O polskim KPO wypowiedział się w czwartek wiceminister Funduszy i Polityki Regionalnej Waldemar Buda. "Procedura przyjęcia KPO nie ma związku z innymi procedurami UE. KE nie podjęła żadnej decyzji o odrzuceniu KPO lub zawieszeniu środków. Paolo Gentiloni wyraził jedynie oczywiste stanowisko o poszanowaniu prawa UE. Powstałe komunikaty medialne są nadinterpretacją tych słów" - napisał wiceminister.
Buda odniósł się do wypowiedzi Gentiloniego, który według niektórych mediów miał powiedzieć podczas wspólnego posiedzenia komisji gospodarczej i budżetowej PE, że przyczyną przeciągających się negocjacji z Warszawą na temat polskiego KPO jest kwestia dyskusji o wyższości prawa unijnego nad krajowym, która właśnie toczy się w Polsce.
"Za obsesje Kaczyńskiego płacą wszyscy Polacy"
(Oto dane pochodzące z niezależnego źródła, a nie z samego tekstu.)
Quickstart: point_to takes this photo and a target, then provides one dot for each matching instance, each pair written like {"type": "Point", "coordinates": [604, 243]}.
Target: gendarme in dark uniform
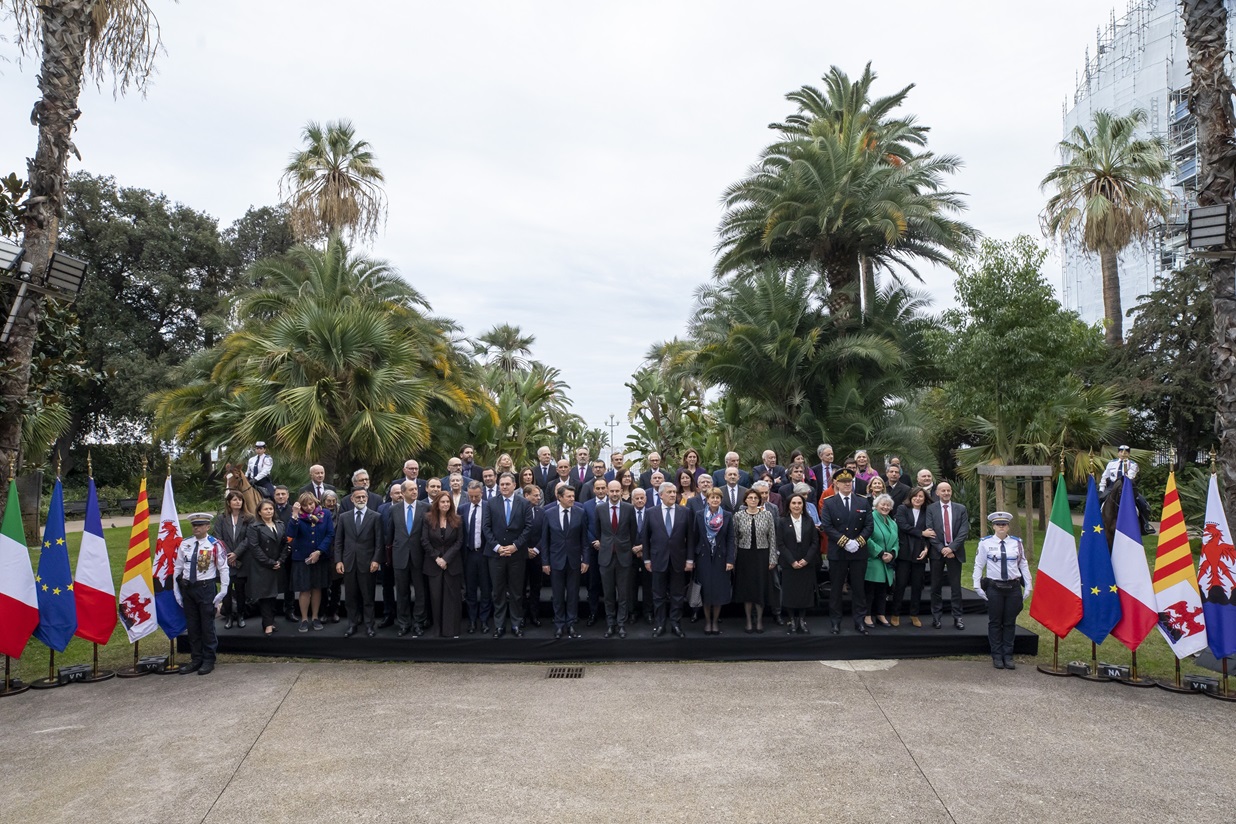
{"type": "Point", "coordinates": [1001, 576]}
{"type": "Point", "coordinates": [200, 572]}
Doniesienia medialne ws. Funduszu Odbudowy skomentował również Donald Tusk. Szef PO w nagranym oświadczeniu opublikowanym na Twitterze podkreślił, że "Jarosław Kaczyński swoją nieodpowiedzialną i niemądrą polityką wyrządza Polsce i wszystkim Polakom dramatyczne szkody". - Dziś Unia Europejska wstrzymuje miliardy euro pomocy, której nasz kraj potrzebuje jak tlenu. Wstrzymuje tylko dlatego, że PiS niszczy polską praworządność i europejski ład prawny - ocenił lider Platformy.
- Kiedyś Polskę ominął Plan Marshalla, bo byliśmy krajem bezprawia rządzonym autorytarnie przez komunistów. Zamiast pomocy Zachodu ufundowano nam wtedy sowiecki ład. Dziś zaczyna być podobnie - zauważył były premier. - To można jeszcze naprawić. Nie myśleć o tym jak stanem wyjątkowym, chaosem prowokowanym na granicy i sianiem lęku przykryć własną bezradność, tylko natychmiast zaprzestać rujnowania polskiego porządku konstytucyjnego i głupiej wojny z zachodem - oświadczył Tusk.
Według niego "za obsesje Kaczyńskiego płacą dziś wszyscy Polacy". - Musimy za wszelką cenę zatrzymać ten marsz lunatyków. Jest jeszcze czas - podkreślił szef Platformy.
Krajowy Plan Odbudowy ma być podstawą do sięgnięcia przez Polskę w ramach Funduszu Odbudowy po dodatkowe środki z UE na walkę ze skutkami pandemii koronawirusa w gospodarce. KPO musi przygotować każde państwo członkowskie i przesłać do Komisji Europejskiej. Z Funduszu Odbudowy Polska będzie miała do dyspozycji około 58 mld euro.